# Show that if operator $T$ is such that $||I-T||<1$ , then $T$ is bijective.

I came across this statement in a proof and I can't figure out why its true, could someone point out why (or give a hint). Thanks.

Suppose that $T:X\to X$ is a bounded linear operator that maps a Banach space $X$ to itself such that

$$||I-T||<1,\quad\quad(*)$$

where $I$ denotes the identity on $X$, and the $||\cdot||$ the induced operator norm. Then $T$ is bijective.

In case anyone comes across this later on here's a follow up on Karene's answer.

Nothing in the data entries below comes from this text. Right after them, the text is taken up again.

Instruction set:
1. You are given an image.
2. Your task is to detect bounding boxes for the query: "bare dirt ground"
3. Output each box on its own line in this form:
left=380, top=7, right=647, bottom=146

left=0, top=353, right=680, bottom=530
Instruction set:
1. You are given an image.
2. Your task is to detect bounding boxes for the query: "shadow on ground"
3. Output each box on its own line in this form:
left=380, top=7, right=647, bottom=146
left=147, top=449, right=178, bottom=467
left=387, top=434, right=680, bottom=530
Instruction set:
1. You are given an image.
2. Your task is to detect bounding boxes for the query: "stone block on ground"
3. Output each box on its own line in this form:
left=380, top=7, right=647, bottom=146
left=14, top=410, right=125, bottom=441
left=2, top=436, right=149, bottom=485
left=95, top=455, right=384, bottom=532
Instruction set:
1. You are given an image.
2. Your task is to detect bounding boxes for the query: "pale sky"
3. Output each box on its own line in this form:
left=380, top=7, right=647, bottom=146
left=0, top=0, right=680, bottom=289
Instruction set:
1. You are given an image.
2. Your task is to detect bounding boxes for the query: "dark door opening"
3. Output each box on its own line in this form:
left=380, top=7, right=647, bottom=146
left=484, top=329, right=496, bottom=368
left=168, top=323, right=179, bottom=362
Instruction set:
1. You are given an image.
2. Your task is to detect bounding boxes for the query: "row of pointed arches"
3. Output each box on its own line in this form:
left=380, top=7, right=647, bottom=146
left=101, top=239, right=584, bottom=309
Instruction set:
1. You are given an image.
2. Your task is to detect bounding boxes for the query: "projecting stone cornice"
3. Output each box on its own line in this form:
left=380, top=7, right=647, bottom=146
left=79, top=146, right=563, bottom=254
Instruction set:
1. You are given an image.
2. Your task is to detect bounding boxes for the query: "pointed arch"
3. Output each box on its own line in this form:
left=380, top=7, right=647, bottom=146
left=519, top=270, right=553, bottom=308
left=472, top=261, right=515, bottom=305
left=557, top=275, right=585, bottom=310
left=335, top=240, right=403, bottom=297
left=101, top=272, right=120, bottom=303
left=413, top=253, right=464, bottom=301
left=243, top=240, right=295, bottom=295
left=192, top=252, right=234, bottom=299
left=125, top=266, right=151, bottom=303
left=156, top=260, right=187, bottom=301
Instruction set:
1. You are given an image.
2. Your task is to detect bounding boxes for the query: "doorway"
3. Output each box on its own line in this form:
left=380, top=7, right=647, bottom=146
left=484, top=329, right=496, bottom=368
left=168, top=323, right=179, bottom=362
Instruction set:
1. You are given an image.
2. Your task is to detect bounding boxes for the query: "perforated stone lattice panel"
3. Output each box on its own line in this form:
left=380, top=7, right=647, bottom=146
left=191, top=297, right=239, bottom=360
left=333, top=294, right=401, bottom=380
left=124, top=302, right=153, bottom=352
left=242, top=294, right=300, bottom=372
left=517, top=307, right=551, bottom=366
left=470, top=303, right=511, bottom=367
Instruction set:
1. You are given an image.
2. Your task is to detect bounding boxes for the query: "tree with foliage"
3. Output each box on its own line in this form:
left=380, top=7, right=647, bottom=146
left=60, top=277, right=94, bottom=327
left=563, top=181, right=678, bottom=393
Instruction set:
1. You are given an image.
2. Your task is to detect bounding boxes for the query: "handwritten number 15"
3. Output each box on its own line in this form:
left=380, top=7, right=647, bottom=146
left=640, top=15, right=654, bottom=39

It follows from $(*)$ that

$$S_n:=\sum_{i=0}^n(I-T)^i$$

is bounded for all $n$ and that the sequence $(S_n)$ is Cauchy. Since $X$ is complete, the space of linear bounded operators on $X$ is complete as well. Thus $S_n$ tends to some linear bounded operator $S$ as $n$ tends to infinity. Then, it's easy to verify that

$$(I-T)S=S-I\Rightarrow TS=I$$

and similarly to show that $ST=I$.

Show that $I+(I-T)+(I-T)^2+...$ converges and is the inverse of $T$.
The proof is as you would do it for numbers but using $||.||$ instead of the absolute value.